Stress affects us all in various ways. Many stressful events are beyond our control. However, we can set ourselves up for failure or success by the way we habitually think and act. Here are a few common vices that tend to poison our mind: criticism, complaining, and worry. Harboring these vices weakens our family, church, and society. By eliminating these traits, our emotional intelligence improves and so does our temporal and eternal success.

 

1. Criticism- Many stressors come from unrefined comments and critical remarks spoken without grace and love. To experience emotional healing, embark on a two-week experiment where you do not speak any unwholesome or critical speech.  Not all criticism is bad. However, constructive criticism is most palatable when sandwiched between affirmation. “Let your conversation be always full of grace, seasoned with salt,Colossians 4:6. Affirmation is the salt of criticism.
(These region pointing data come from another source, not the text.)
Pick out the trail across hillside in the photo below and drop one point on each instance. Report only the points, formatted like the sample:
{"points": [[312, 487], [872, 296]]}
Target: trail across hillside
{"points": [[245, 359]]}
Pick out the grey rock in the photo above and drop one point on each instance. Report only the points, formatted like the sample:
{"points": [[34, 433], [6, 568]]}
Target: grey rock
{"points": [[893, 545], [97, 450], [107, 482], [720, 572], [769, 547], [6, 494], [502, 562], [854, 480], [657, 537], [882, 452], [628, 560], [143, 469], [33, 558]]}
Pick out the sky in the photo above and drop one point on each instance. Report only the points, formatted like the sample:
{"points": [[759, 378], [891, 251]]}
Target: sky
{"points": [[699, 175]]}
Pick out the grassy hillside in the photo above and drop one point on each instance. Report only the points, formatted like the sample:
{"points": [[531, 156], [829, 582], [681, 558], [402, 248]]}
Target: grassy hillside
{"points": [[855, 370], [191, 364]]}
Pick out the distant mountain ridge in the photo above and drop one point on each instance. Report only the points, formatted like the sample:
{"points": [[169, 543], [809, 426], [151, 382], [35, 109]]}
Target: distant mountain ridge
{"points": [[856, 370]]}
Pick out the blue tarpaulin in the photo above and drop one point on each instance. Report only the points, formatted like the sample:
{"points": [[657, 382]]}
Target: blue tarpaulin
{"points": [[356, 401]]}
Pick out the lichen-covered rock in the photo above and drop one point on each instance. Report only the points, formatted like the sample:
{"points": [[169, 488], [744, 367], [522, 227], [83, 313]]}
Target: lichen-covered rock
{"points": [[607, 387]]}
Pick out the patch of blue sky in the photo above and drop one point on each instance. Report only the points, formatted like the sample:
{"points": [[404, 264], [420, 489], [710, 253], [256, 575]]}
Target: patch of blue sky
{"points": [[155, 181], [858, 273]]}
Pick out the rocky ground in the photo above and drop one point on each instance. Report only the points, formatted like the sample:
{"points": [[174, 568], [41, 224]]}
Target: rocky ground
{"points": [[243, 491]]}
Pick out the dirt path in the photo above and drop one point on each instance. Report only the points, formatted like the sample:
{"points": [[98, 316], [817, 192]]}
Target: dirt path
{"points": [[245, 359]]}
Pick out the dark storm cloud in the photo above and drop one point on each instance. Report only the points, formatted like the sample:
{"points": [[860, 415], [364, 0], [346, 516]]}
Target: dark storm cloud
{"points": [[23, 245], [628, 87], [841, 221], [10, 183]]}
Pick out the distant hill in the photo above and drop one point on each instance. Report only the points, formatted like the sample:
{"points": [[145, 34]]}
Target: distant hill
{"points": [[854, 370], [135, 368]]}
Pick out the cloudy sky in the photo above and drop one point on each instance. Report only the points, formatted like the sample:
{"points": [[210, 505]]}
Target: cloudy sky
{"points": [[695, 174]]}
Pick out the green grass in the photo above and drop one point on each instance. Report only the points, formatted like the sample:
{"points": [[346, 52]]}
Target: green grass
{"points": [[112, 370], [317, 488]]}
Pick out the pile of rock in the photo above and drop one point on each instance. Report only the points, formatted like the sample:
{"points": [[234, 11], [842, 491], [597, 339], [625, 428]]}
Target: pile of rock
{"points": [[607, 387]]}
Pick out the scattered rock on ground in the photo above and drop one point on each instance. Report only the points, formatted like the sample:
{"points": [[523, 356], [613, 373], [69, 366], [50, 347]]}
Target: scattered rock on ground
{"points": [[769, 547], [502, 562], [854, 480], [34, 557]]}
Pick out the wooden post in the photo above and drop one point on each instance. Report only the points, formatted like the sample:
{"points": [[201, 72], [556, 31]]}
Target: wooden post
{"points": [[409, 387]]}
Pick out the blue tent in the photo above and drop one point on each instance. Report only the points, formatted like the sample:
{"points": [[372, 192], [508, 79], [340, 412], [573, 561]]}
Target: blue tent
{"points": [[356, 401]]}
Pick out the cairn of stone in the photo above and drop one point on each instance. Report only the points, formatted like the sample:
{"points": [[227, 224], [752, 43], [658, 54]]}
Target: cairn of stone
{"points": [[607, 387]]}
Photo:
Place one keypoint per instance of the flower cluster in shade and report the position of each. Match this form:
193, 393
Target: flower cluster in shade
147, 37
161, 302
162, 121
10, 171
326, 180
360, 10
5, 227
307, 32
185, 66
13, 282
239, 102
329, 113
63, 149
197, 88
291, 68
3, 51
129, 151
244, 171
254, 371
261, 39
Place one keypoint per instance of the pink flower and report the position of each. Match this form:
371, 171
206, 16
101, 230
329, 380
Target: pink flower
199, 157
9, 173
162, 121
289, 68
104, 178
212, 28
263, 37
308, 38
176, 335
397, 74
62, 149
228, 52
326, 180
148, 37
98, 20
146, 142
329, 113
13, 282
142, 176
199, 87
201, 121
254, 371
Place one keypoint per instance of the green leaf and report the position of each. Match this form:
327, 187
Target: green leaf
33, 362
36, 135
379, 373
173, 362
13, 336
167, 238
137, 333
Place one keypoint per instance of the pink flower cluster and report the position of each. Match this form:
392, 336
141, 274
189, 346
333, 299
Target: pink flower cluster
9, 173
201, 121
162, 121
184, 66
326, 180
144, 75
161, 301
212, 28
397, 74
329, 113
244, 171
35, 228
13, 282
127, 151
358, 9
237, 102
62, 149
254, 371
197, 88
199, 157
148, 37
Affirm the hearer before and after a critical comment, thus what would be bitter and repulsive becomes pleasant and winsome.

 

2. Complaining: Those who complain experience more depression, anxiety, and worries, and experience less satisfaction and happiness in life. This is because their minds hone in on all the negative aspects of life, and they dwell upon these features. Complaining is verbalization of our frustrations when things don’t meet our expectations and is the fruit of self-righteousness and entitlement. The cure for complaining is gratitude! When we realize we don’t deserve all the blessings in our lives, complaining will be replaced by gratitude. Paul says “Do all things without grumbling or questioning,” Philippians 2:14. “Nothing tends more to promote health of body and soul than the spirit of gratitude of praise, -- Ministry of Healing, p. 251.

 

3. Worry: Worry reacts to the possibility of danger rather than the probability of danger. Worry is dissociative hyper-vigilance focusing on non-threats, causing us to miss actual harmful events. In addition, chronic, unceasing worry causes a plethora of health complications, such as a weak nervous, cardiac, and immune system. Unhealthy worry and fear focuses on our inabilities and weakness, rather than on God’s omnipotence and strength. “Worry is blind and cannot discern the future” -- Ministry of Healing, p. 481. The cure to unhealthy worry is trust in God. "Trust in the Lord with all your heart, and lean not unto thine own understanding," Proverbs 3:5

 

Emotional Intelligence is bolstered as we train our thoughts to wade and rest on the shores of eternal omniscience. “Then shall I not be ashamed (or anxious), when I have respect unto all thy commandments,” Psalms 119:6. To respect means more than just reading random verses. It means to ponder, picture, and personalize God’s Word in our lives.  For this to happen, we need to give our undivided attention to reading, meditating upon what we read, and communing with God. By noting, quoting, and devoting, we experience greater peace and a reduction in anxiety and stress. “You will keep him in perfect peace whose mind is stayed on You,” Isaiah 26:3.

 

God sent His Son into the world to save us from sin. In this redemptive process, criticism, complaining, and fear surrounded Him like an ocean, yet He submitted to persecution and hate and carried the burden of sin without critical rhetoric or complaining. Let us submit to His will and ask Him for power to save us from our vices, self-righteousness, and fear.